インフィニット・ストラトス 世界への反抗 作:鉄血のブリュンヒルデ
「俺は、お前をぜってぇ許さねぇ!」
「この戦いが終わったら、しっかり謝ってもらうよ!」
「どうしてだ………どうして分かってくれないんだ!」
一夏とシャルロットの言葉に、ボーデヴィッヒが困惑する。
「ボーデヴィッヒ。お前は本当に何もしていないんだな?」
「あぁ、していない。一夏やシャルロットの言っている事も、全く分からないんだ!」
「なら、私はお前を信じる。現場を見た訳では無いが、お前の目は、嘘を言っていない」
私は、本来なら恐らく一夏達につくのが正解なんだろう。だが、今回はどうしてもコイツと組まねばならないと感じたんだ。一人で震えていたコイツに、昔の自分を重ねて見たから、放っておけなかった。
「箒。お前はソイツにつくのか?」
「あぁ、そうだ」
「ラウラは鈴とセシリアを傷付けたんだよ?!」
「かも知れない。でも、コイツは知らないと言っている」
好きな男の言葉も、もはや私には響かない。これは私が決めた事だ。
「皆で寄って集って一人を責める。それはお前が最も嫌うものでは無かったか?一夏」
「そ、それは……」
「私はお前に教えられたそれを貫く。例え、お前達が敵でもな」
私の言葉を聞いたボーデヴィッヒの顔に、光が射した様に感じた。
「ありがとう……」
「気にするな。これは私の自己満足だ」
とにかく、専用機を持たない私はどれだけやれるか分からない。だから、できる限り食らいつく。私に出来るのはそれだけだ。
〈試合、開始!〉
アナウンスと共に、私は最大スピードで突っ込んだ。狙うは一夏。
「させないよ!」
「クッ!」
だがそれをシャルロットに阻まれる。私は一旦シャルロットにターゲットを絞り、なるべく1on1になる様にした。
「箒は何を考えてラウラについてるの?!」
「簡単な話だ!アイツが嘘をついていないと、私の心が言っている!」
「そんなあやふやな!」
「それでも!私は、私を信じる!」
私の剣が、ラファールリヴァイブの装甲を掠める。
「私の正義を信じる!」
捉えた。とうとうシャルロットに防御せざるを得ない程に至った。
「そして!私を信じてくれた、ボーデヴィッヒを信じる!」
そのまま押し切ろうとする。だが、その時。
「箒!」
「っ?!」
横から、一夏が突撃して来た。私はシャルロットと間合いを取りつつ、一夏の突撃を防御しながら離れた。
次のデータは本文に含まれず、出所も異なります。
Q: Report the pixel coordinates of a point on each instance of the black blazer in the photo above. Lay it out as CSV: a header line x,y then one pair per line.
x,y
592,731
「お前は見てないからそんな事が言えるんだ!鈴もセシリアも、すっげぇ傷付いてんだぞ!」
「知っている!それでも、私はアイツを信じると決めたんだ!」
私と一夏は距離をとり、互いに剣を構えた。
「お前がそこまで言うなら、俺も全力でお前に挑む!零落白夜!」
一夏が叫ぶと、雪片弐型から青い光が放たれる。
「心火を燃やしてぶっ倒す!」
「私は、私を信じる!命、燃やすぞ!」
私達は、剣を構えながら互いに全速力でぶつかった。